The governor of Kuî had at length triumphed over the obstinacy of the Mushki, and after driving them from village to village, had compelled them to sue for terms: the tidings of the victories over the Kaldâ had doubtless hastened their decision, but they were still so powerful that it was thought wiser not to impose too rigorous conditions upon them. Mita agreed to pay tribute, and surrendered one or two districts, which were turned into an Aramæan settlement: the inhabitants were transferred to Bît-Yakîn, where they had to make the best they could of lands that had been devastated by war. At this juncture the Greeks of Cyprus flattered the pride of the Assyrians in a most unexpected way: after the manner of their race they scoured the seas, and their fleets persistently devastated the coasts of Syria and Cilicia.

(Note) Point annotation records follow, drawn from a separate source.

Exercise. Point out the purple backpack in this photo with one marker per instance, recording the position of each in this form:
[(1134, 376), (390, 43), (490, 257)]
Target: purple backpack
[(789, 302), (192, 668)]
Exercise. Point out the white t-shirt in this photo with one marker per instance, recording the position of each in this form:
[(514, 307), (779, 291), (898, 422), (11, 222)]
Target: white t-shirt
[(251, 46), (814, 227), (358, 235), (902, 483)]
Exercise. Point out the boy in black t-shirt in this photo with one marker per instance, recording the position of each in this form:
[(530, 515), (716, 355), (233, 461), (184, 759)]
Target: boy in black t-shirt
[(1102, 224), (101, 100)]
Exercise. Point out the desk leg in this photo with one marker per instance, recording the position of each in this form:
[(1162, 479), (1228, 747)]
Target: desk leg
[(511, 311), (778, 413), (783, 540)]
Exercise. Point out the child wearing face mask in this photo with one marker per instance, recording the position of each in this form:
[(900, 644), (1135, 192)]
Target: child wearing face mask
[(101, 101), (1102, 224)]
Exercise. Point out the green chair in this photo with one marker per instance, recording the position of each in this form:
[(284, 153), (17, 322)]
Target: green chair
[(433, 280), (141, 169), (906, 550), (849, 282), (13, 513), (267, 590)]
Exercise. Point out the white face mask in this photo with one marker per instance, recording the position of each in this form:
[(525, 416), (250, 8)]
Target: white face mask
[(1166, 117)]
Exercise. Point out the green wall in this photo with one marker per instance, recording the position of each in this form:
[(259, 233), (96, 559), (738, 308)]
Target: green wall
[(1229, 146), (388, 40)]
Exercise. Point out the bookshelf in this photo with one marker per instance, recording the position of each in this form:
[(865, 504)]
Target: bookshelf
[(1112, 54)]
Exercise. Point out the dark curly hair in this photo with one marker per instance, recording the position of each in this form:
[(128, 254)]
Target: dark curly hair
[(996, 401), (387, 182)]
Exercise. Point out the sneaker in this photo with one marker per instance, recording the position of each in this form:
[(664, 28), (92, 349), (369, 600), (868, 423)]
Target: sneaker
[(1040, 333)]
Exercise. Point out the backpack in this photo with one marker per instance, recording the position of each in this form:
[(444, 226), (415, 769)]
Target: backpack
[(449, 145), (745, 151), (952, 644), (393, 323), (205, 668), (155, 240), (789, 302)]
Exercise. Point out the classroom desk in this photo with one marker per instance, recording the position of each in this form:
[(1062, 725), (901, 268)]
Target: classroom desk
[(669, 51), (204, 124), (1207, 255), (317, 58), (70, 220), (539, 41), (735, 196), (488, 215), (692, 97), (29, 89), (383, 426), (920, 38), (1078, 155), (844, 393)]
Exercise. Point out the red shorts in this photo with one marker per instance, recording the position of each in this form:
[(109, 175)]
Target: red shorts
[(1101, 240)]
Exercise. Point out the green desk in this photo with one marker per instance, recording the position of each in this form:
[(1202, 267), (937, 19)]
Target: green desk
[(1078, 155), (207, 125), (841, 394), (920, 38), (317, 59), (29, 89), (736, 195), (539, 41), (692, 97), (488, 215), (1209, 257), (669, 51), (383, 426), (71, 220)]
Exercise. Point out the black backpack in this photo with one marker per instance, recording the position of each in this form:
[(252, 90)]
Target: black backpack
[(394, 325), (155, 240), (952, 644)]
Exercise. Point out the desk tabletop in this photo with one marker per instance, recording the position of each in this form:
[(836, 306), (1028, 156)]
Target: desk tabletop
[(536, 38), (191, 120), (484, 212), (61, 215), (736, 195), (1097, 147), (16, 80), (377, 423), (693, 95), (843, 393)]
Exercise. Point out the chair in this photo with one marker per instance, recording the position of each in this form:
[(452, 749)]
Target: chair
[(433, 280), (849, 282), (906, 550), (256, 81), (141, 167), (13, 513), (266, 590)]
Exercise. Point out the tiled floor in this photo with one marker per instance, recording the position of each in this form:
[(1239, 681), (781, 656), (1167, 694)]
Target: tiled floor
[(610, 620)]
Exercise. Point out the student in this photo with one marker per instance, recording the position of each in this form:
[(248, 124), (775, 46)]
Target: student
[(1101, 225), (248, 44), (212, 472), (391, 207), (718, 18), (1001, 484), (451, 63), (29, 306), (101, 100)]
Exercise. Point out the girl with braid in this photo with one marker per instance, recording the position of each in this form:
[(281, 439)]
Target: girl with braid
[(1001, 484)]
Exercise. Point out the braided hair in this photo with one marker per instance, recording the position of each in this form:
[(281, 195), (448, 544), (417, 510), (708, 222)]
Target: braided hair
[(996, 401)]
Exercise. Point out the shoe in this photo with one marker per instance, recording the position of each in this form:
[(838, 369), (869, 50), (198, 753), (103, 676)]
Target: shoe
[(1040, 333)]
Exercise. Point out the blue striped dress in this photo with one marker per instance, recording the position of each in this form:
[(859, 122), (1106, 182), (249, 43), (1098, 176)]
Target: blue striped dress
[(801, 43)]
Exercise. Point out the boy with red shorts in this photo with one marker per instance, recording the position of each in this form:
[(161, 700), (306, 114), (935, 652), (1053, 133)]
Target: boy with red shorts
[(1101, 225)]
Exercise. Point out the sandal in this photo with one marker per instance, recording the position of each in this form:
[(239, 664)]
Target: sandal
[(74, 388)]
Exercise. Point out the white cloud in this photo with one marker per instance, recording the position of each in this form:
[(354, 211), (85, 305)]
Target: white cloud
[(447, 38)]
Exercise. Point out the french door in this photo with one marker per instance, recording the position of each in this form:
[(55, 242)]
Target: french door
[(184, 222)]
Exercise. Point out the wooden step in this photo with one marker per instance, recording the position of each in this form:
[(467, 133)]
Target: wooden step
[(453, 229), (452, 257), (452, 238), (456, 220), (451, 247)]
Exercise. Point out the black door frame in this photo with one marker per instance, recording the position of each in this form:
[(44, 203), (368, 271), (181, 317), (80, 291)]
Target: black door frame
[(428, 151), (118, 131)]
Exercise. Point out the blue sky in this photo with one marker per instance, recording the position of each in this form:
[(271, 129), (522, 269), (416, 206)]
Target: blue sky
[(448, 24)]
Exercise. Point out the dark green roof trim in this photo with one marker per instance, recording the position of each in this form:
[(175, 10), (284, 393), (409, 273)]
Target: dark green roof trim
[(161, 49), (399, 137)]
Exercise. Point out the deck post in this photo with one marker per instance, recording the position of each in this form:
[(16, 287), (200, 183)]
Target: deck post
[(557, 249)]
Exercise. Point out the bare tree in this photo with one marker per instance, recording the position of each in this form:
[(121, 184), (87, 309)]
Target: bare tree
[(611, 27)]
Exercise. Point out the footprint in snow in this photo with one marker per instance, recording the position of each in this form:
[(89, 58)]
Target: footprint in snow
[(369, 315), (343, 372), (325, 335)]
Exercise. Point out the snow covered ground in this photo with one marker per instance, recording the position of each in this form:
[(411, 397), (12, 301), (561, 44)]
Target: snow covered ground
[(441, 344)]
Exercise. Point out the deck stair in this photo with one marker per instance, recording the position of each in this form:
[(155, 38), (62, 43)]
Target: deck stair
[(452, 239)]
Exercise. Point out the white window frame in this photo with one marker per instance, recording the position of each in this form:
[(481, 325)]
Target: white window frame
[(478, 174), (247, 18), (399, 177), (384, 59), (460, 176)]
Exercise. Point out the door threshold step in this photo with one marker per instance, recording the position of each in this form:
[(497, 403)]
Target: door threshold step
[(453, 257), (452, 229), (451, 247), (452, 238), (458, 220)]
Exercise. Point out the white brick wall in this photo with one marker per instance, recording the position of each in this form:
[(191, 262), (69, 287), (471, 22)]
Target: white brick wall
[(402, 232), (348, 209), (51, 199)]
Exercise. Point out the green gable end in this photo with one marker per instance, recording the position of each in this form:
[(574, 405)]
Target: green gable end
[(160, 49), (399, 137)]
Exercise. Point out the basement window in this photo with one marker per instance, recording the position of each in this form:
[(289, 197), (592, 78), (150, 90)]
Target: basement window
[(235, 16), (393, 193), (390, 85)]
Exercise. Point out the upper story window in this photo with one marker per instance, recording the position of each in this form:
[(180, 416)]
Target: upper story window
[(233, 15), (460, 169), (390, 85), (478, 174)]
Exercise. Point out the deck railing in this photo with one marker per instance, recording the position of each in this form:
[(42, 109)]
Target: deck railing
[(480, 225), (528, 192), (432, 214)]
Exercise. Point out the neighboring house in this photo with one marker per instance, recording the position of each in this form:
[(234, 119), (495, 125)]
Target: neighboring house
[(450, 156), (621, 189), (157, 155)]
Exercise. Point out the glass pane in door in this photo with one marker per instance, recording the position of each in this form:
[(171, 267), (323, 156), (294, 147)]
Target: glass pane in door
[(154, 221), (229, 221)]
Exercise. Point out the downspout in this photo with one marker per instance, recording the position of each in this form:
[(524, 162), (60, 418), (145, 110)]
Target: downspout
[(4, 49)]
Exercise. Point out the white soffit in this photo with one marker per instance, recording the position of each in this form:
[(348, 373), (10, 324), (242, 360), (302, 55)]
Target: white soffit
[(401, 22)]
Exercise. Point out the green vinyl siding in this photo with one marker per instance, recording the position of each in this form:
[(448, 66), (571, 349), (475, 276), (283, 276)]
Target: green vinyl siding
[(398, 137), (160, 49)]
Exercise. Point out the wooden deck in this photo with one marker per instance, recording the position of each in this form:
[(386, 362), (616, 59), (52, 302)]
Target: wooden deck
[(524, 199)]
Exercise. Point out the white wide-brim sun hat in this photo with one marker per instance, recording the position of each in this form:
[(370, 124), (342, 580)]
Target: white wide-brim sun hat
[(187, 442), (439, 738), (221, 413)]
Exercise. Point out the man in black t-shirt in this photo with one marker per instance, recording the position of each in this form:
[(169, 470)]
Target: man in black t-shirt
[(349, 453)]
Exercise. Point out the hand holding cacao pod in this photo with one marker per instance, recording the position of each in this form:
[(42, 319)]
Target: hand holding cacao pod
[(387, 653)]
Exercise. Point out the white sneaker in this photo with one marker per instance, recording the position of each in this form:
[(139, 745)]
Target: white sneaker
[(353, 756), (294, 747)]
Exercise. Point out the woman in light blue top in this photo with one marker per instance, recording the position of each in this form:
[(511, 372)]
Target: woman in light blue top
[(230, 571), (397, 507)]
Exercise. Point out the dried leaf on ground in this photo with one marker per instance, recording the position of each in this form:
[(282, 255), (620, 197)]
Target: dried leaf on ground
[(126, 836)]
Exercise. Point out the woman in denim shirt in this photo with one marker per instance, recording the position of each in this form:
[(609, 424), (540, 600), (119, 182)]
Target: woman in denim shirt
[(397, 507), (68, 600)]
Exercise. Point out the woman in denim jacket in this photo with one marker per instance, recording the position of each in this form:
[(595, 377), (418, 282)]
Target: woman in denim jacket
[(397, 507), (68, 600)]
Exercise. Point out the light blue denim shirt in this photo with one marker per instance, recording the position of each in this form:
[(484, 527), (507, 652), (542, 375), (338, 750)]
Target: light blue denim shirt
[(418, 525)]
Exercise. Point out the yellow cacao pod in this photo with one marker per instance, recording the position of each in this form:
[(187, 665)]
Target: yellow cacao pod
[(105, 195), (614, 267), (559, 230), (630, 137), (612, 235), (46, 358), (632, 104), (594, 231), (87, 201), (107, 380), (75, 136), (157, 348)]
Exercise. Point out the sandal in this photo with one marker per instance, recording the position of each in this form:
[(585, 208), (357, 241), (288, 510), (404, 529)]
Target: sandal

Seven of their kings were so far alarmed by the report of Sargon’s achievements as to dread punishment for their misdeeds. They therefore sent him presents, and, for the moment, abandoned their piratical expeditions in Phoenician waters. The homage of these inveterate robbers raised Sargon in his own eyes and in those of his subjects. Some years later, about 708 B.C., he presented them with a stele of black marble, on which he had engraved his own portrait, together with a long inscription setting forth his most glorious exploits. They set it up at Kition (Citium), where it has been preserved amongst the ruins, a priceless witness to the greatness of Assyria.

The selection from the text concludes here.